January 31, 2014

The Writing is on the Wall

The Writing is on the Wall:
An Open Letter to the Students of the University of Birmingham


Fellow Students,
Unlike most of you I do not live in Birmingham. I live in London and commute three days a week for my lectures. Unfortunately that means that I often miss out on the crux of action that takes place and I can only comprehend the Zeitgeist from the fallout that has been left behind. I know a lot of people are angry, ashamed, and appalled, but this is misdirected and the student population is being manipulated. What has struck me most from Wednesday’s events is the smear campaign and downright Machiavellian tactics by the management of the University of Birmingham. They are trying to fragment, ostracise, and turn the student population against one another. And they are doing it successfully.

I have seen on Twitter that students have become angry about the defacing and damage incurred to Old Joe and the Aston Webb Building. What I have to say is do not confuse your education with the spectacle of red brick buildings. The vandalism is a bitter pill to swallow, for me too, but it stems from a movement that is defending your interests. See the forest for the trees and decipher what is written on the wall. Do not focus on the graffiti, focus on the words. They are ‘defend education’. An education that you have valued enough to decide to commit yourself to at university, an education which is being attacked more ruthlessly than a clock tower, an education which urges you to question authority. 

It is easier to decry the physical damage to a building rather than the abstract damage of education cuts. So materialise the cuts which can be so easily ignored. See it as the Institute of Archaeology and Antiquity that was closed down, the lack of a living wage for all workers on campus (whilst Vice Chancellor David Eastwood earns an absurd annual wage of over £400,000), and the massive increase in tuition fees. These are cuts that effect the students and employees of the university - damaging lives, not stone. 

But the general feeling one gets when walking onto the Edgbaston campus isn't one of pride and solidarity with the protesters; it’s division, it’s scapegoating, it is blissful ignorance. It is a state which is nourished by the media circus being managed by the university to influence the moderate, undecided, apolitical student. They are criminalising your classmates who have stood up for your rights, and making themselves out to be victims. The circulated email from David Eastwood on Thursday was the antithesis of the graffiti, it was a well-crafted statesman address, borne of calculation rather than passion. Old Joe chimes no longer, but retweets as management play on the sympathies we have to a beloved icon, using its credibility rather than use their own. 

Already a dichotomy between students is being formed as the Protect Our Campus campaign on twitter dances slowly to the tune of management. A movement which has a striking resemblance to the broom campaign that followed the London Riots in 2011. I have no doubt that both were created from a mixture of pride and distress, but both forget the core issues and aim simply to sweep all nastiness under the rug. 

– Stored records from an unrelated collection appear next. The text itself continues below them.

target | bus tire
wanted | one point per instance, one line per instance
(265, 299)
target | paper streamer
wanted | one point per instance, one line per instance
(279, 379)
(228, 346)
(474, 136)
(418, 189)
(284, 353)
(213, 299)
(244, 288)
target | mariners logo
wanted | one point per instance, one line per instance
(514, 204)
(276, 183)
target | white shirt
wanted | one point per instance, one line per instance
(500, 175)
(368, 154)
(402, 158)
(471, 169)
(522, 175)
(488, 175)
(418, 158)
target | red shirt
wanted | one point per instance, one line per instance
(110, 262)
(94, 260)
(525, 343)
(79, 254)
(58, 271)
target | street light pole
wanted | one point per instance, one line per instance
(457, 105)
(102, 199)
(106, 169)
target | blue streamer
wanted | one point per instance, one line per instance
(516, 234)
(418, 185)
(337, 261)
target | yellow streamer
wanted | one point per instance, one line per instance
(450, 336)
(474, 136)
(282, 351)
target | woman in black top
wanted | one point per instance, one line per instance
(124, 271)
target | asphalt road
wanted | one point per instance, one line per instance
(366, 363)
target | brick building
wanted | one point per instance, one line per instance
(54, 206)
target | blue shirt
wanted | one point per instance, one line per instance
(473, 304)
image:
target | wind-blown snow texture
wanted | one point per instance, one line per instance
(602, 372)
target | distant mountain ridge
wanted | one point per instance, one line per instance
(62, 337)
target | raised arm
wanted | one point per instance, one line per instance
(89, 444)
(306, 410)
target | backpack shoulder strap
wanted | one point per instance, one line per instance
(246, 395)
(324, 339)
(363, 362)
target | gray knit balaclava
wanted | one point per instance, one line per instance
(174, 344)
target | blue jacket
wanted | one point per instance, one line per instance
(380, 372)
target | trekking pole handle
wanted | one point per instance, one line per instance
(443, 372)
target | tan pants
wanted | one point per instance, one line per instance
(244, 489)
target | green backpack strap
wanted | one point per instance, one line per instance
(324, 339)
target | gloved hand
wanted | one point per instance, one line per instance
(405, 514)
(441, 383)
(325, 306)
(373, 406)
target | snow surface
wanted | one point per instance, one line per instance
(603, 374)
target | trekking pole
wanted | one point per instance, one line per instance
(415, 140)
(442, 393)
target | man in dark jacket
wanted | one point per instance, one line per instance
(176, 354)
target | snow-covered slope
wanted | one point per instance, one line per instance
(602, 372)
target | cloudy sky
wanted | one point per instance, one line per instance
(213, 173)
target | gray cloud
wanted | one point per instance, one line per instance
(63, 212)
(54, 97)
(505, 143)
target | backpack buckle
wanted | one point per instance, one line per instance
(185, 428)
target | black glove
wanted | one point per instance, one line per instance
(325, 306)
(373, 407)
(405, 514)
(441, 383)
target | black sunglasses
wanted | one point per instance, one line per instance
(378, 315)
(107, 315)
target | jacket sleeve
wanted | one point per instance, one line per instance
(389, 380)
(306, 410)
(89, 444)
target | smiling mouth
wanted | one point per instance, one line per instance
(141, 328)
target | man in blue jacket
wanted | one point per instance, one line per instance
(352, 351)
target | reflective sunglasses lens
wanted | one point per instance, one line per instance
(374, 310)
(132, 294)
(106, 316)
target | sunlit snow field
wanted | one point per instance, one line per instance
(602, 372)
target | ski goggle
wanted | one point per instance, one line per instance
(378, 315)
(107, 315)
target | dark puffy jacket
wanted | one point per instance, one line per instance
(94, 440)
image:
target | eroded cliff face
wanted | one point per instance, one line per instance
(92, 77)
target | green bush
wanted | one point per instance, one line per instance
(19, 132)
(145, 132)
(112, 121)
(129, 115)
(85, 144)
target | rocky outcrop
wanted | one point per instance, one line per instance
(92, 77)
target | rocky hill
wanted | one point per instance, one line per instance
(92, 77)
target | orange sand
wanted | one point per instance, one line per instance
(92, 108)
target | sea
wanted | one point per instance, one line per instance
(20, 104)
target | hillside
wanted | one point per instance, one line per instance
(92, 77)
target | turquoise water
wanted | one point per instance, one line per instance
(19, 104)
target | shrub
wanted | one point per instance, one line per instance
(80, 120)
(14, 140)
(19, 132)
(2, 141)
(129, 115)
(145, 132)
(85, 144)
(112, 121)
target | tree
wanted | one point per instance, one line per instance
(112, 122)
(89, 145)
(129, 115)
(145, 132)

I write this not as a defence of the actions of the protesters, but as counterbalance to the heavy stream of partisan propaganda. I have not yet seen a response from management addressing the actual issues that were being protested, I have not seen condemnation from the Old Joe twitter account of the illegal tactics used by the police of forcing protesters to give their details before being allowed to leave makeshift detainment, I have yet seen any denunciation of the heavy handedness from security. 

I end this by saying ‘solidarity’ is not a hollow slogan shouted by ‘extreme’ protesters in the effort to play up to a romanticised image. Solidarity is a necessity, it is integral, and management know this. Do not fear those mysterious anarcho-punks, they are your classmates, your team-mates, your lecturers. Do not stand against those who defend you, your education, and your rights. Do not worry about the stone that stands on a hundred year old campus, worry about the foundations that they were built on. The writing is on the wall: defend education.